To Give or not To Give

A few weeks ago, a friend told me something that I did not want to hear. She informed me that most of the homeless drug addicts that frequented the window where free sandwiches were distributed by local church members were not eaten by the persons who took them, but were exchanged for drugs. She learned this first hand when she accompanied a reporter for a local newspaper who was writing a piece on food distribution to the poor and needy.

 

This revelation lead to a discussion on the use, or misuse, of donations to organizations that helped the needy abroad. We agreed that many of those organizations spent too much money on staff that never personally interacted with the poor.

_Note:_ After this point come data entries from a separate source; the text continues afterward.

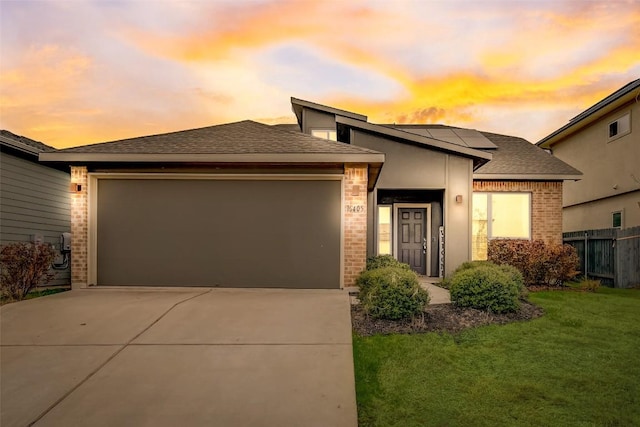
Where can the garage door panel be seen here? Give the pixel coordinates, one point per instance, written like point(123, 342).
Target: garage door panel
point(219, 233)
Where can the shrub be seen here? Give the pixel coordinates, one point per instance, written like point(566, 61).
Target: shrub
point(24, 265)
point(486, 287)
point(446, 282)
point(539, 263)
point(391, 293)
point(381, 261)
point(515, 275)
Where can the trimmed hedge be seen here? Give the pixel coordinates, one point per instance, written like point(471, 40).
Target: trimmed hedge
point(539, 263)
point(381, 261)
point(391, 293)
point(487, 287)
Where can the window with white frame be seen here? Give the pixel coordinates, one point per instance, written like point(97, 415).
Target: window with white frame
point(620, 127)
point(499, 216)
point(329, 134)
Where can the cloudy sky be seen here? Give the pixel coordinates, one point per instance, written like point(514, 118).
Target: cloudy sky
point(75, 72)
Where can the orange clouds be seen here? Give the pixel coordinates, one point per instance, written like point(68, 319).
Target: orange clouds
point(461, 63)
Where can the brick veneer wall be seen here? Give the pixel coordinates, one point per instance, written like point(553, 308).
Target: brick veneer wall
point(79, 228)
point(546, 201)
point(355, 221)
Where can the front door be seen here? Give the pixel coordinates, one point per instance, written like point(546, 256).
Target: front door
point(412, 238)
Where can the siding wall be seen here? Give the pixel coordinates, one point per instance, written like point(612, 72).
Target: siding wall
point(34, 200)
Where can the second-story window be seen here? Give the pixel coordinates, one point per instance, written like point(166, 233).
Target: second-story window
point(325, 134)
point(620, 127)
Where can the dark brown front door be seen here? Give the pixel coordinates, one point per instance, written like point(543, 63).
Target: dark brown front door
point(412, 238)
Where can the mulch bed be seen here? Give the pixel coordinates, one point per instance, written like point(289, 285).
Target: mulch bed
point(439, 318)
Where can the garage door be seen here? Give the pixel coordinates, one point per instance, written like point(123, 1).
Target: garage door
point(228, 233)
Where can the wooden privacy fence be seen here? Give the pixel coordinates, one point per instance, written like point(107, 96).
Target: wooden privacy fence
point(610, 255)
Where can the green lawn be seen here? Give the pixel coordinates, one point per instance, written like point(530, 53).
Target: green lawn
point(578, 365)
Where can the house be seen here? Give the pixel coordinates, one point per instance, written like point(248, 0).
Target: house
point(34, 198)
point(603, 142)
point(300, 206)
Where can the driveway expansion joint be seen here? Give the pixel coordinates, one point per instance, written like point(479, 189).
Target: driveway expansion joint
point(110, 358)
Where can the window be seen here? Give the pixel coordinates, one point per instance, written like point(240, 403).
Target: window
point(384, 230)
point(325, 134)
point(620, 127)
point(499, 216)
point(616, 219)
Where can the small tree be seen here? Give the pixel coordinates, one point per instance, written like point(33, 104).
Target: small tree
point(23, 266)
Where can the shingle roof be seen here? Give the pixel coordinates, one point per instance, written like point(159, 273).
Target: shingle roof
point(517, 156)
point(513, 157)
point(232, 138)
point(23, 143)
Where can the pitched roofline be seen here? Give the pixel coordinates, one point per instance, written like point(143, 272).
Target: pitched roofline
point(16, 144)
point(593, 113)
point(83, 157)
point(436, 144)
point(298, 104)
point(526, 177)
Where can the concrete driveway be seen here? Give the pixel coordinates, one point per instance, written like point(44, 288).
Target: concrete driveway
point(189, 357)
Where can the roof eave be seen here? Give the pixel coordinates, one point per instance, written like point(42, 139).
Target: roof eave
point(17, 145)
point(526, 177)
point(79, 158)
point(299, 104)
point(436, 144)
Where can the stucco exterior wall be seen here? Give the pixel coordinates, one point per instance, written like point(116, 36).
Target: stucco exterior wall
point(546, 204)
point(417, 168)
point(611, 171)
point(405, 166)
point(457, 216)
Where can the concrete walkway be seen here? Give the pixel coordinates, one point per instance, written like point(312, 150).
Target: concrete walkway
point(190, 357)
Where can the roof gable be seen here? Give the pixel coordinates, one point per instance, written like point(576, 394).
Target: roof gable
point(513, 158)
point(240, 141)
point(22, 143)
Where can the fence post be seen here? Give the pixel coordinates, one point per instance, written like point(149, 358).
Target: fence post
point(586, 255)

Also, we believed that often much of the money given to help with food, clothing, schooling, well digging, etc. was siphoned off by corrupt officials. The whole situation discourages well-meaning people from extending a hand to the less fortunate. Amazingly, Americans still privately donate money to charities that spend those funds abroad. The problem of making better use of the generous offerings of those able to give reaching those who are in need remains.

 

There is hope for a viable solution. The geeks and semi-geniuses of Silicon Valley may have come up with a program that will guarantee that donated funds will get directly into the hands for whom they were intended. The program is called GiveDirectly, a non-governmental organization that is not affiliated with any political party or religion. A small village on the brink of starvation is selected. A team from the organization goes to the village (currently, in Kenya, Africa) to present the program to as many villagers who wish to hear the team explain the process. Every family must have a mobile phone with a password that the family may not share with any one. The family must agree not to engage in criminal or terrorist activities as long as it remains in the program. Each family will be given the equivalent of $22.00 a month for 12 years! Using the mobile phone, the money is wired to each family. The family can then transfer the money to a local bank in exchange for cash. Wow!

 

The villagers are happy, the donators are happy and the technology people are happy. Don’t worry. The source of electricity can come from a solar panel or a wood- burning stove. The organization is new; may it be successful!